第48章 Marry ☆
松田side
帰宅すると、ミコトは嬉しそうにソファーに直行し、買ったゼクシィを早速開いた。
「おいおい、アイス食うんじゃなかったのかよ」
アイスの袋を開けるよりもまず雑誌を開くミコト。
俺は自分のソーダ味のアイスバーを口に咥え、ミコトのいちご味のアイスの袋を開けてやると、ソファーに腰掛けた。
「ん。お前の」
「ありがと!いちごー!」
嬉しそうにそれを受け取り、口に含みながらも雑誌に目を落とすミコト。
俺はミコトの肩に腕を回し、同じページを眺めてみた。
結婚式にかかる費用
平均324万円
「たっっっっけえ!!!」
「!!びっくりした!」
そのとんでもない数字に驚いた俺は思わずでかい声を上げ、ミコトはその声に驚いて目を丸くする。
結婚情報雑誌って、もっとこう…ドレスーとか、チャペルーとか、とにかく夢を見させてくれるもんだと思っていたが、現実は甘くなかった。
というより、巻頭から結婚式は金がかかるという現実をまざまざと見せつけられた気分だ。
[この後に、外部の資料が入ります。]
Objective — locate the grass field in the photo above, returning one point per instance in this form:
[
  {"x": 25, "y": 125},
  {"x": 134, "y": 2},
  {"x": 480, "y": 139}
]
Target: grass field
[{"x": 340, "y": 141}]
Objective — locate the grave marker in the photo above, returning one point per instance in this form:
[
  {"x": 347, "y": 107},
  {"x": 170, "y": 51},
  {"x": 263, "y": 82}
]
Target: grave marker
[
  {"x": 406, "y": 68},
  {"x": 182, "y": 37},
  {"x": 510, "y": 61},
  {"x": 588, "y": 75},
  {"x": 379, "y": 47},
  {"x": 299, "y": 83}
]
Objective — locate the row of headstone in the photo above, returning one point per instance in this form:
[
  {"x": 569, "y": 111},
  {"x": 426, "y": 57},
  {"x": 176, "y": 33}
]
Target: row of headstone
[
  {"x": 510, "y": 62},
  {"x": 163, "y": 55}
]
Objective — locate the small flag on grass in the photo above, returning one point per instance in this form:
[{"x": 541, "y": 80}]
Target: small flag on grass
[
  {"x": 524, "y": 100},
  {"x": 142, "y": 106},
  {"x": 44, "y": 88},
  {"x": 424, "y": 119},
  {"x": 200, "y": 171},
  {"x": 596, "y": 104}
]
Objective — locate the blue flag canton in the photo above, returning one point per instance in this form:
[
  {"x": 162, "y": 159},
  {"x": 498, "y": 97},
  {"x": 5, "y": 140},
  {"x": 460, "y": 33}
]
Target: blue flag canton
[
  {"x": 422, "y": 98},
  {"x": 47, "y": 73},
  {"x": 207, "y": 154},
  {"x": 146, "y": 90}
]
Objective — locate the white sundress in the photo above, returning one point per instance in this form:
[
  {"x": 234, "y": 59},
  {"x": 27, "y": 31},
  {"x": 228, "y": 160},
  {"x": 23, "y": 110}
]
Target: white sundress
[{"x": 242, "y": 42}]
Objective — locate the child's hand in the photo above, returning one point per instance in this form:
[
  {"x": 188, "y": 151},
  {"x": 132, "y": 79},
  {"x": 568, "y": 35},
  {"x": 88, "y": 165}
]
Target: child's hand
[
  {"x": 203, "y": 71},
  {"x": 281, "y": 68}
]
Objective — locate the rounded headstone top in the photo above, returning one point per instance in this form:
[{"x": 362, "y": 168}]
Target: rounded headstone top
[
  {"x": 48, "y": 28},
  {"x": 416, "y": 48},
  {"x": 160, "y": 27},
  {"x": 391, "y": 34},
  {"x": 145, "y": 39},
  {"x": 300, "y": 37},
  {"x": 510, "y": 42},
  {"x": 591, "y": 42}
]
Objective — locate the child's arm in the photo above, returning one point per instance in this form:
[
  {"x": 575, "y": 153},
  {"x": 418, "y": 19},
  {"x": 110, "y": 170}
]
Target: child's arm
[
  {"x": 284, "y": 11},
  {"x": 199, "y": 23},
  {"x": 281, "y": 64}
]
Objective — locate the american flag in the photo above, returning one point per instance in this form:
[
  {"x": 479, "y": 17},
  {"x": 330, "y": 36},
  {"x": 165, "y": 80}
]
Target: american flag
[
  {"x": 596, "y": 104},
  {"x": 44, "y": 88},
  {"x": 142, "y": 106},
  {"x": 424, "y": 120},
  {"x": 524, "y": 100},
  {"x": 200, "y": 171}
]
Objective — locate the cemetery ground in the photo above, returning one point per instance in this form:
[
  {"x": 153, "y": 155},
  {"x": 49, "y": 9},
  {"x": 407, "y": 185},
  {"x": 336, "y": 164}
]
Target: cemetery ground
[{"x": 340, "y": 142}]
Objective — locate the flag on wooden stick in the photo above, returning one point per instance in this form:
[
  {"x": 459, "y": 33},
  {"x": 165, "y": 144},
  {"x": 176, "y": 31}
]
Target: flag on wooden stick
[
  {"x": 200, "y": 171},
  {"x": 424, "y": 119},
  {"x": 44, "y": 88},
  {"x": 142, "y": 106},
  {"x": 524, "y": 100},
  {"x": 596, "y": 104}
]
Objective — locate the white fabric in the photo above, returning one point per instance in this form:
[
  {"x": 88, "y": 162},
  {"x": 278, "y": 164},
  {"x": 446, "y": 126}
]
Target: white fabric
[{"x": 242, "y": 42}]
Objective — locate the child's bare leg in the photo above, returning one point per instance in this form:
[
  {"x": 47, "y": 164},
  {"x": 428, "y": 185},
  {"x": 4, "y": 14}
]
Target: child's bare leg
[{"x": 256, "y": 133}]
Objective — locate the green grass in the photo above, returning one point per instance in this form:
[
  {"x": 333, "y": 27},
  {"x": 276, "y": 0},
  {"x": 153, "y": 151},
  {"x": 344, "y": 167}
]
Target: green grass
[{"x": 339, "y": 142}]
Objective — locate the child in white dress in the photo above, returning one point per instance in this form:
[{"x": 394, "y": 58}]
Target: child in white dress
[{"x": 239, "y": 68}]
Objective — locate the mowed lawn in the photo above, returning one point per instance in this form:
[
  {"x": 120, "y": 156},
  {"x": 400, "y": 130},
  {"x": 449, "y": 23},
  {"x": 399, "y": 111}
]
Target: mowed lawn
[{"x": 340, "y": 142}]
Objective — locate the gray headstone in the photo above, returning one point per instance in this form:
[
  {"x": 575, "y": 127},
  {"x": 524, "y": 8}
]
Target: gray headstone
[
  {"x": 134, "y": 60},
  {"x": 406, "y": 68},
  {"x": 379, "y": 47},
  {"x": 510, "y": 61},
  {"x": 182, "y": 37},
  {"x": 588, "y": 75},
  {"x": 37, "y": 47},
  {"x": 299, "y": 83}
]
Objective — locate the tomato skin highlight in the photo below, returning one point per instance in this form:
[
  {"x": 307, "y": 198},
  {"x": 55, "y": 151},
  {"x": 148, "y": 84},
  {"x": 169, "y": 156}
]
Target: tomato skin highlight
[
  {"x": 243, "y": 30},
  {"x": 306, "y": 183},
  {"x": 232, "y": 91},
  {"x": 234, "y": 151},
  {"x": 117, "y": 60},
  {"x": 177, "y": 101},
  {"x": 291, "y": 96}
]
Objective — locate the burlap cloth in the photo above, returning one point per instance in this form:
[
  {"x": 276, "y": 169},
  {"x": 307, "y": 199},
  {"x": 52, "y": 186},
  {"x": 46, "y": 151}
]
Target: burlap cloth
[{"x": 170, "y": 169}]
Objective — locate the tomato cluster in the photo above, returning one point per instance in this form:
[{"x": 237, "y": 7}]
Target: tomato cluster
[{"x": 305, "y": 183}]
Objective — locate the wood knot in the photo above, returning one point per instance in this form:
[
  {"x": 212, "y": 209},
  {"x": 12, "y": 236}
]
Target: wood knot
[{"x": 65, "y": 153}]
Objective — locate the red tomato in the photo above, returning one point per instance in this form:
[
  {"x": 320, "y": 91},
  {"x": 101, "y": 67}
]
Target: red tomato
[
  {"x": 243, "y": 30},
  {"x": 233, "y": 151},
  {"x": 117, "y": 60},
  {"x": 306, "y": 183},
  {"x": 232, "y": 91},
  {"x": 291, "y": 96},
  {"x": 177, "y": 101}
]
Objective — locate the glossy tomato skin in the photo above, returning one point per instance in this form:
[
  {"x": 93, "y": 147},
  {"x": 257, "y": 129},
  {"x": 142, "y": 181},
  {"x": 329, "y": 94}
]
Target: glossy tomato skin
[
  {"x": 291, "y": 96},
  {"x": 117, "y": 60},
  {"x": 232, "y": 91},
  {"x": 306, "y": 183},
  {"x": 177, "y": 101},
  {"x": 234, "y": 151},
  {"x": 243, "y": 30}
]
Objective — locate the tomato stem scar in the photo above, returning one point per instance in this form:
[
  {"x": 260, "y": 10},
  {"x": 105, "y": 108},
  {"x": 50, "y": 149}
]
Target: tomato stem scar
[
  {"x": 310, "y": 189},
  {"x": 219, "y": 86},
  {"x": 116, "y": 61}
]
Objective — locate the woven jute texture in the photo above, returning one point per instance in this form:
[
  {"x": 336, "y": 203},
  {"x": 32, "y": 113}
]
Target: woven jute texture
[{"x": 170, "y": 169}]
ミコトはというと、その金額にさほど驚くこともなく次のページを捲る。
「あ、見てー!ウエディングドレスとタキシードの特集だ!
ふふ…陣平くん、白タキシード似合わなさそうー!」
「似合いそうー!じゃなくて似合わなさそうかよ!」
「わたしはレースの綺麗なドレスが着たいなー!」
俺のツッコミは完全スルーなミコトは、これがいい。あれがいい。と雑誌を見ながら楽しそうに笑う。
まぁ、ミコトなら何着ても可愛いんだろうよ。
調子乗るだろうから、絶対口に出しては言わねえけど。